Rishab X. Parthasarathy
MIT EECS | Citadel Undergraduate Research and Innovation Scholar
An FPGA-Based Spatial Accelerator for Sparse Matrix Operations
2024–2025
Electrical Engineering and Computer Science
- Computer Architecture
Daniel Sanchez
While current hardware accelerators, like GPUs, excel on standard matrix operations, they fail to exploit one key matrix property-sparsity-when matrices consist of mostly zeros. One such application of sparsity is reducing the computational cost of solving massive systems of linear equations, which are found in scientific computing from circuits to urban planning. Hence, in this project, our work aims to implement a custom spatial accelerator for solving these sparse linear systems. We will first develop processor elements for sparse matrix-vector multiplies and triangular solves, which will be connected via a custom networking protocol. Then, this system will then be transformed into a real-world implementation on FPGAs, which we will compare to the current state-of-the-art accelerators.

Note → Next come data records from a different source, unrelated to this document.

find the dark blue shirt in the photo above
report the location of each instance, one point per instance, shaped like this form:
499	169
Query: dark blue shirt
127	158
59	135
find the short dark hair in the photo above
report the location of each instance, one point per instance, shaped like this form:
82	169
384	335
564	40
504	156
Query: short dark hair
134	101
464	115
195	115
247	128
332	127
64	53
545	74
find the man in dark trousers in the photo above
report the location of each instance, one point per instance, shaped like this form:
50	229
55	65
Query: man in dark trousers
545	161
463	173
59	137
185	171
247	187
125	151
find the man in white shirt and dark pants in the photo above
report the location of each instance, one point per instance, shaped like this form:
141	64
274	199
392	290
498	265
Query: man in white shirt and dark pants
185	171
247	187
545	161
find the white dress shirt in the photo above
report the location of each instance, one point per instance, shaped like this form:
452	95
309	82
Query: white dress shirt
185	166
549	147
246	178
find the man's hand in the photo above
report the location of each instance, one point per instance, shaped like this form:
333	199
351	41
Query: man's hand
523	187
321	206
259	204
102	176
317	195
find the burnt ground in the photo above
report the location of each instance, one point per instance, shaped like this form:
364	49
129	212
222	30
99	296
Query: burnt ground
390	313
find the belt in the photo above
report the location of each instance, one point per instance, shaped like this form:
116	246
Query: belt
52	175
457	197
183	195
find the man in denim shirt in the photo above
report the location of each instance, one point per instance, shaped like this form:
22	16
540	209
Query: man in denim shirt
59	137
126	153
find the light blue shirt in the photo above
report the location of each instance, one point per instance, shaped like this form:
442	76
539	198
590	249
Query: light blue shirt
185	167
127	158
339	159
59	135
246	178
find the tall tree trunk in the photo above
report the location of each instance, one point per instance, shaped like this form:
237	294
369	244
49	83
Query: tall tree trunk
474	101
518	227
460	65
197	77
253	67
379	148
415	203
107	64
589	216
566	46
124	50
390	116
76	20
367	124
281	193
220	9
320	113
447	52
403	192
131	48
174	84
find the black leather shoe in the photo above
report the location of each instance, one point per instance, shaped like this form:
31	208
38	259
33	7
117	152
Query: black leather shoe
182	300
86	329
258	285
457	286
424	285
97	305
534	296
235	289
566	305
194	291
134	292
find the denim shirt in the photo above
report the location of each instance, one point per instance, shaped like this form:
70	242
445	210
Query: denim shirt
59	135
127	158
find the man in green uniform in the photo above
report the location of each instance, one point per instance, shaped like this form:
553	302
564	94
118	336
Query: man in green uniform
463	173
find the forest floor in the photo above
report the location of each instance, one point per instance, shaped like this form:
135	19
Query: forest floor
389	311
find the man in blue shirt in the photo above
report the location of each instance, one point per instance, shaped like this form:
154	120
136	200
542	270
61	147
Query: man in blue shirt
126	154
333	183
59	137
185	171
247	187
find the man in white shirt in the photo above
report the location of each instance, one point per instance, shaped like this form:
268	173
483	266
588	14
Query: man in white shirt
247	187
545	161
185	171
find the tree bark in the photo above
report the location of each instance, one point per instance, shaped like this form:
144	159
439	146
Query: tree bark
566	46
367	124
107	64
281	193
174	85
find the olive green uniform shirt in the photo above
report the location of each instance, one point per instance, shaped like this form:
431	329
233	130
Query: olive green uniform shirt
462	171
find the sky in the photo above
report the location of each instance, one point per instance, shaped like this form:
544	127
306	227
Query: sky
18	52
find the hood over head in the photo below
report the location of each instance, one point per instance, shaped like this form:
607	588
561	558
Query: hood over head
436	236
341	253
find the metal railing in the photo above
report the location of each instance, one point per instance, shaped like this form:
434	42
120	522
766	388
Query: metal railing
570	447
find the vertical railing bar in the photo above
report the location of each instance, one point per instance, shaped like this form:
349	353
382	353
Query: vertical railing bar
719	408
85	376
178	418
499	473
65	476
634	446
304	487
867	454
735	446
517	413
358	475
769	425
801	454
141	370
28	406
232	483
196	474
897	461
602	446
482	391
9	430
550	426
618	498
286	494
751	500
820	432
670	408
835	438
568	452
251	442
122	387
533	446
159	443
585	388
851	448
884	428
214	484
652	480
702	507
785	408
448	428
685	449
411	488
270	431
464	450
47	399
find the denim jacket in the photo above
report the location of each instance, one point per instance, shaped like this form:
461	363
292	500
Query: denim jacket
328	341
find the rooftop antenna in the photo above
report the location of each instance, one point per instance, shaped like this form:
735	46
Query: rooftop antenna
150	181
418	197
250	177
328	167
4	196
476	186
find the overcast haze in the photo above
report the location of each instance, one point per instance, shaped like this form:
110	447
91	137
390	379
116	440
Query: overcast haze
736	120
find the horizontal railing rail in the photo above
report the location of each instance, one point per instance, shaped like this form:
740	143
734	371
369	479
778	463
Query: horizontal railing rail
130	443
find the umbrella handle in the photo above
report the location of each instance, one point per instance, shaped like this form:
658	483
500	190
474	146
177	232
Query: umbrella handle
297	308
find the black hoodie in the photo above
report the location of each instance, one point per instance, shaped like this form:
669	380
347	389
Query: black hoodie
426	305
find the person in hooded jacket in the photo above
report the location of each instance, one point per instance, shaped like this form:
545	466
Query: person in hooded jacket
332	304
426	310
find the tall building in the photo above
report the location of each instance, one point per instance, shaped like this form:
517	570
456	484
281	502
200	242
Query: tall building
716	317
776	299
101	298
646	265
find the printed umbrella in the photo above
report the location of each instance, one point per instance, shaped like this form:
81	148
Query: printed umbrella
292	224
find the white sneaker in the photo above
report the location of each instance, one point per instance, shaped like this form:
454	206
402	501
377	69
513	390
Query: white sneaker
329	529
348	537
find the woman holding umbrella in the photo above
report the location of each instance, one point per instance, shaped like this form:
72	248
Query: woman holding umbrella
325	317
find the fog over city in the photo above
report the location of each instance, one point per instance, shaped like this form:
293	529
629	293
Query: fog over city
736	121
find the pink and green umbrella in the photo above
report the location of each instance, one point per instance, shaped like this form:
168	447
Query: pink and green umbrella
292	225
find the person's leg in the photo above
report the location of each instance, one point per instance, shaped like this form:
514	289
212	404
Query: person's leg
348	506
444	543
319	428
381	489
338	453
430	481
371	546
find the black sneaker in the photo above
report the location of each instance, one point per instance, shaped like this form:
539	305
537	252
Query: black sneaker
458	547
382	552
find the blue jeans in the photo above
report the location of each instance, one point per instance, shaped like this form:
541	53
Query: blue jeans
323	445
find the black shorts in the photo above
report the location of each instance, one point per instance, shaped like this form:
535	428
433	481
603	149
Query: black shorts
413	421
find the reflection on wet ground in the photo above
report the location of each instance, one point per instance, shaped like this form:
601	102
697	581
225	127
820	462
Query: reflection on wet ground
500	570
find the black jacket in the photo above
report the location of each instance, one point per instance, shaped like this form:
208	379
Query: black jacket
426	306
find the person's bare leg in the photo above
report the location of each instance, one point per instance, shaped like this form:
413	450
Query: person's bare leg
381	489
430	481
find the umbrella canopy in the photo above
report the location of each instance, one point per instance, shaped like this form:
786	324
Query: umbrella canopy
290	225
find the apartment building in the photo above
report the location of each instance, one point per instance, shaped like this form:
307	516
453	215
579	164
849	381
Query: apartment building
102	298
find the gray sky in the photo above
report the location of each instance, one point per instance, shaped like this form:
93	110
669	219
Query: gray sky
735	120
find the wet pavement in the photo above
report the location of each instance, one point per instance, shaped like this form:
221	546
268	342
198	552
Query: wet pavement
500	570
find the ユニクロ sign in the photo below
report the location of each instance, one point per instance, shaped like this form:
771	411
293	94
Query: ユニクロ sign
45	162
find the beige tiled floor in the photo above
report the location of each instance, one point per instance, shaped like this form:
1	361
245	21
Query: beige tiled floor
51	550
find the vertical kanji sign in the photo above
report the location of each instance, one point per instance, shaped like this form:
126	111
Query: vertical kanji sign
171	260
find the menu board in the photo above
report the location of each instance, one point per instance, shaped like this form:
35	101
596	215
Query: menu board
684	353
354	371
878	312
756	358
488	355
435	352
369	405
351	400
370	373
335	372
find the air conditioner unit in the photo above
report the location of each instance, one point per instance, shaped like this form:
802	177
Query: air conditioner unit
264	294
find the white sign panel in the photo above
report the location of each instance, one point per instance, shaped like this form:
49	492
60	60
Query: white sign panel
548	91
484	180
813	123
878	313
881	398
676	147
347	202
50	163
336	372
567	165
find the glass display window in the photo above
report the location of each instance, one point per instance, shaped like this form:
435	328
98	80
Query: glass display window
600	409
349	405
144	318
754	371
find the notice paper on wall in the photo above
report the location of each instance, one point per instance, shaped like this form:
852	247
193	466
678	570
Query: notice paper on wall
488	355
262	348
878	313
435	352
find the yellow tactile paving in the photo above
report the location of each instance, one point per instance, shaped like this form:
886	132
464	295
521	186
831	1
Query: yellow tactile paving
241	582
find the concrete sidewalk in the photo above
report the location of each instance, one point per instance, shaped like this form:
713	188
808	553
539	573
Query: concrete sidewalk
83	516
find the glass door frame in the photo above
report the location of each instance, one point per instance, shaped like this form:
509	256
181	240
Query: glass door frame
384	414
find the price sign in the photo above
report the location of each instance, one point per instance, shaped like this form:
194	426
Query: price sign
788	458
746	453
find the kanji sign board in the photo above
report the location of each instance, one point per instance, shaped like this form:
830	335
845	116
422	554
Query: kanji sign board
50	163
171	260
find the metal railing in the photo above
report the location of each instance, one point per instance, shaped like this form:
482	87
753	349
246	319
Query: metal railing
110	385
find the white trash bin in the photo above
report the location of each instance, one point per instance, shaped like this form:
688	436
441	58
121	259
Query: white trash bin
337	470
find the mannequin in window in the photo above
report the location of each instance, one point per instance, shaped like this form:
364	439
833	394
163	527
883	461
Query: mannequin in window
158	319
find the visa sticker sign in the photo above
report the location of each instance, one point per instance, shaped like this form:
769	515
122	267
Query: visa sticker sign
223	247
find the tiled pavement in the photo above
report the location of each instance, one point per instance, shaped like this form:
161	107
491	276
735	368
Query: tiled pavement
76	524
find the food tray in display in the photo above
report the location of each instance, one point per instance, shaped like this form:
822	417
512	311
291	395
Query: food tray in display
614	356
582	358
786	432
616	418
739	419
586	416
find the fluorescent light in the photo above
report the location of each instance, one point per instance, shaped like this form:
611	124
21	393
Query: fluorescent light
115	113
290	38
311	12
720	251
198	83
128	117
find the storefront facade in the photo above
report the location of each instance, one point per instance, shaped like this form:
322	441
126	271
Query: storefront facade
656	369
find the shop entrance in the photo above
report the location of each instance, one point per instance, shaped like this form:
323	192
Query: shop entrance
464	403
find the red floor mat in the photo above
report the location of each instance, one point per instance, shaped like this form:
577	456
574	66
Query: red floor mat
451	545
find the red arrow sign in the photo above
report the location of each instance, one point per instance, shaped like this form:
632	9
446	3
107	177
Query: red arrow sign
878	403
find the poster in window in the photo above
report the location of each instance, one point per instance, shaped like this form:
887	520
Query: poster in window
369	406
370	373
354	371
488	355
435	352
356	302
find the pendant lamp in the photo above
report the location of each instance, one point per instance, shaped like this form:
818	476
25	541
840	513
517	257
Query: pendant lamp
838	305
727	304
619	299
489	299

Through this SuperUROP, I want to gain experience working with practical hardware applications. Drawing from my background in ML and ML Systems, I want to transfer the theoretical knowledge I acquired in Computer Systems Architecture (6.5900) to learn how to build optimized real-world accelerators for scientific computing applications. I’m very excited to expand my knowledge of digital hardware design and hopefully be able to publish my work.